2019年7月12日より再開。日々感じたこと、観たこと、読んだことなどについて気ままに書いていきます。

「マドモワゼル」24時間の恋人

2005年09月19日 08時54分03秒 | フランス映画
 ビデオで「マドモワゼル---24時間の恋人」というフランス映画を見た。出張中の既婚女と演劇志願の男との行きずりの恋愛を描いた映画で、よく出来ていると思った。実は、ちょっと感動してしまった。最近の映画はつまらなくて、ビデオを途中で巻き戻してしまうものが多い。借りて損した、ときまって思う。だから、新作はめったに見ないことにしている。しかし、「マドモワゼル」は予想に反した。途中で「おっ、これは」と驚き、ひざを乗り出した。そして、最後までちゃんと見た。
 見た後で、なぜよかったのかと考えてみた。まず主演女優がよい。名前は知らない。はじめて見る女優だ。「マドモワゼル」と呼ばれて心躍る若いマダムを上品に自然に演じている。恋愛映画では女優が大事なのだ。輝いていなければならない。個人的に言えば、私はこのヒロインの女優が好きになってしまった。一方、男優の方はまあまあだった。及第点だが、少々薄汚い感じが気になった。フランスでは今大変人気のある俳優らしいが、これまた名前は覚えていない。別の日に私の女房もこの映画を見たそうだが、この男優がとても素敵だったと言っていた。男と女で見るところが違うのだろう。
 ストリーに関して言うと、フランス映画によくある取って付けたようなわざとらしさがない。ないというより、感じなかった。所々に奇抜なアイデアは仕組まれている。しかし、それが効果的でかえって印象に残る。三人組の余興演劇、灯台の置き物、灯台守の作り話など。
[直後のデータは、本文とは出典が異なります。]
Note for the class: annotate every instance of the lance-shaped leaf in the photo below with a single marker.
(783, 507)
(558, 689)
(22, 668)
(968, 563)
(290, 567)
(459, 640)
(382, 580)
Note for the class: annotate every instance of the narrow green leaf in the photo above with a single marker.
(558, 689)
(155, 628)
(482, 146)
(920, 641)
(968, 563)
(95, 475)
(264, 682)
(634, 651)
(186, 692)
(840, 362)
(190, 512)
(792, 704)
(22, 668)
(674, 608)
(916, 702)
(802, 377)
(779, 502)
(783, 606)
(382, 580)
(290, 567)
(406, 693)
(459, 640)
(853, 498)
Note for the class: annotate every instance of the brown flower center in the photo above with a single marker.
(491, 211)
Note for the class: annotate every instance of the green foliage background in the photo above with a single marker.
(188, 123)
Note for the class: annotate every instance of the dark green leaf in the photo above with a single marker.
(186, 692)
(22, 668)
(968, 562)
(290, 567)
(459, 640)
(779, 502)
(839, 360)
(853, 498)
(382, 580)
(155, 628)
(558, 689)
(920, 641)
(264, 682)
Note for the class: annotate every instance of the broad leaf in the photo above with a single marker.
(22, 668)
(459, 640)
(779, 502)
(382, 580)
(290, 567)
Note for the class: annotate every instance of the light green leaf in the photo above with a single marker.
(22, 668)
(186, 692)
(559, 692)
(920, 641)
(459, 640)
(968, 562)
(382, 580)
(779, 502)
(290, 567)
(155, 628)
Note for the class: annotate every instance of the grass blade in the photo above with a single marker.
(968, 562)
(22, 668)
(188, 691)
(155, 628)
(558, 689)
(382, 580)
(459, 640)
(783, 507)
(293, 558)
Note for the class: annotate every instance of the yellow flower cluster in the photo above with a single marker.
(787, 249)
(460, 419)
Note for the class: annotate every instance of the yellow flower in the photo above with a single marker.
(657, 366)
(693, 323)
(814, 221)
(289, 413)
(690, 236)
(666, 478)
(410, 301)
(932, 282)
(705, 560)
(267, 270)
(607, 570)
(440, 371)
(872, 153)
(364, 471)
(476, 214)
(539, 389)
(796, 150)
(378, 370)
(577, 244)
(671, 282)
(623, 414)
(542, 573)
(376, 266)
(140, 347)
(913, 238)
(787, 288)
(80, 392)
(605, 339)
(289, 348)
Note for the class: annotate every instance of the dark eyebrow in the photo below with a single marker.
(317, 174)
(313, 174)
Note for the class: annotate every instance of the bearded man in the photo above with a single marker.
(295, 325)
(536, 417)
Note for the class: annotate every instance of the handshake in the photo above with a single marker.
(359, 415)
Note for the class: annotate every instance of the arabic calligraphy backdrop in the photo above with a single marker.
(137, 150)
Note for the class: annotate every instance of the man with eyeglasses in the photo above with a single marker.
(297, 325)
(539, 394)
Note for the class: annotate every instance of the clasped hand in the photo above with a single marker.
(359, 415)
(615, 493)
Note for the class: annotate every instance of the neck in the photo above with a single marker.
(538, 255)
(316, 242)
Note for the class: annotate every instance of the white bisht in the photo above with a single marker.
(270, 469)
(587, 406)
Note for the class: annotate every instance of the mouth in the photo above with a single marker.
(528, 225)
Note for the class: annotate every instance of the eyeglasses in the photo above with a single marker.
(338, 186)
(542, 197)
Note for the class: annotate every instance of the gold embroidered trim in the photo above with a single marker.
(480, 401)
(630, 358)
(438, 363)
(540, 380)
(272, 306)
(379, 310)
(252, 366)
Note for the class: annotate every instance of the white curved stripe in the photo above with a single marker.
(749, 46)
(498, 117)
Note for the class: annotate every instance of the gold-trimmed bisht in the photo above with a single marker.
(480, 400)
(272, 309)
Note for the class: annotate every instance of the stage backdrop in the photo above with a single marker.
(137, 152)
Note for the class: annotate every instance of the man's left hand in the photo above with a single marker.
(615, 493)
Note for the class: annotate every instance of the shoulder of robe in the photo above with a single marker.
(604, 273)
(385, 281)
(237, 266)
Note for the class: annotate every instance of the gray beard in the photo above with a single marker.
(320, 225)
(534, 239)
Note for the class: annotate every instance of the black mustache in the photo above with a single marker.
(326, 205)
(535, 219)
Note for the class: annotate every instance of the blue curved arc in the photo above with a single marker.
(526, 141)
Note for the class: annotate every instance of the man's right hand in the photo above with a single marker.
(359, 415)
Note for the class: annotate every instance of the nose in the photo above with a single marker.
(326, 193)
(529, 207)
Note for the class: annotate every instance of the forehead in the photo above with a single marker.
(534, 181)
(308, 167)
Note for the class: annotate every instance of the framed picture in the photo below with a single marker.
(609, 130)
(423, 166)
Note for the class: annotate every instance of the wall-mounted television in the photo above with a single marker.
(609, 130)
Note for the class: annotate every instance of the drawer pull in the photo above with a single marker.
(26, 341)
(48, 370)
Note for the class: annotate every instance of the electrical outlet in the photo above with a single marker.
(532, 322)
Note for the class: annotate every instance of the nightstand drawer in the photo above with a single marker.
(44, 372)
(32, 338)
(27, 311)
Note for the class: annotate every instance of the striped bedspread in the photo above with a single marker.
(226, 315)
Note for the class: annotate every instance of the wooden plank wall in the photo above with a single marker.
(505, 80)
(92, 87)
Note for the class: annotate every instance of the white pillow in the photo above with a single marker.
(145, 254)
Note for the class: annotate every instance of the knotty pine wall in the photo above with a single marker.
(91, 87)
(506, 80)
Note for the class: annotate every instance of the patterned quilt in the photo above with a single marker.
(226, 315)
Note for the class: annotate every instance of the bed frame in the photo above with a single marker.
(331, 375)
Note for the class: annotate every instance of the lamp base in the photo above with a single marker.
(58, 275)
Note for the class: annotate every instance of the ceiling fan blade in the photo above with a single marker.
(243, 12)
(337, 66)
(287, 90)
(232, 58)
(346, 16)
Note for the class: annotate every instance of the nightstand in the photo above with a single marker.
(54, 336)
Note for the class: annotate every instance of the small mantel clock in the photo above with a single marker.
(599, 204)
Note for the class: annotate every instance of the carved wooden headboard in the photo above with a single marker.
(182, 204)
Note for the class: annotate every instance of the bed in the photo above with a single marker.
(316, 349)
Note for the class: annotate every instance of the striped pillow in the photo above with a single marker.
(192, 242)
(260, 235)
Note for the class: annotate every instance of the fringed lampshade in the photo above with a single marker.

この映画の監督は技巧派だと思った。
 二人の場面の最初と最後に、「ピクルスが好き?」と確かめ合うセリフがある。フランス語でピクルスは「コルニション」といい、「間抜け」の意味もある。ピクルス好きが共通点の男と女。その二人を巻き込む「間抜けな」出来事が、次第に笑えない不倫へと進んでいく。その展開がすばらしい。